On the other hand, the community's collective “gut sense” of a question is what we're here to harvest via all these voting mechanisms. Though it often looks like we operate by rules and precedent (and we do in part — see the previous hand's point), we develop, refine, and redefine what “quality” means by observing our emergent judgments and the good (or bad) they do for the site.
In some ways, the collective is smarter than the individual citizens. The LQQF pattern is an interesting aspect of that: consistent quality-impaired questions over time are penalised, not on their individual merits as strict fairness would expect, but on their growing effect on the site as a set. That's a clever bit of emergent optimisation for pearls that we can kinda appreciate.
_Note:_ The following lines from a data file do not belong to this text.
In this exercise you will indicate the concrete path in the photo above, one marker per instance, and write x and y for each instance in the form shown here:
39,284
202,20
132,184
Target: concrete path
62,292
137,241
And sometimes the collective's decisions aren't so smart — or, more accurately I think, just need more time to fully emerge in a final “steady state”. The “guts” initial reaction isn't always right, even if their input is valuable and interesting. If the squooshy inarticulable sense of the community is the “guts”, I suppose we can think of the strong impulse towards overt rules-based fairness could be called the community's “superego”.
In this case, I think what happened was a Low Quality Question Fatigue reaction took hold and squashed that question, because the community is tired of something at the gut level (it's always hard to tell exactly what, it not being a unitary individual we can just ask) and it pushed back against that something it detected in this question. But the substance of the question seems fine from the view of fair judgement, and with a bit of light shone on it the “superego” is overturning what the “gut” had chosen.
Today*, the rational mind of the community wins out, and I think it's the right outcome for this question, as you obviously already do. In the next case of LQQF the visceral mind of the community might be the smarter one and reveal a problem our precedents don't handle.
So I suppose this is another installment in d7's series on “The System is Working as Intended, Trust the System.”
* For the moment, at least. It is still early say whether “leave open” is the eventual steady state for this question.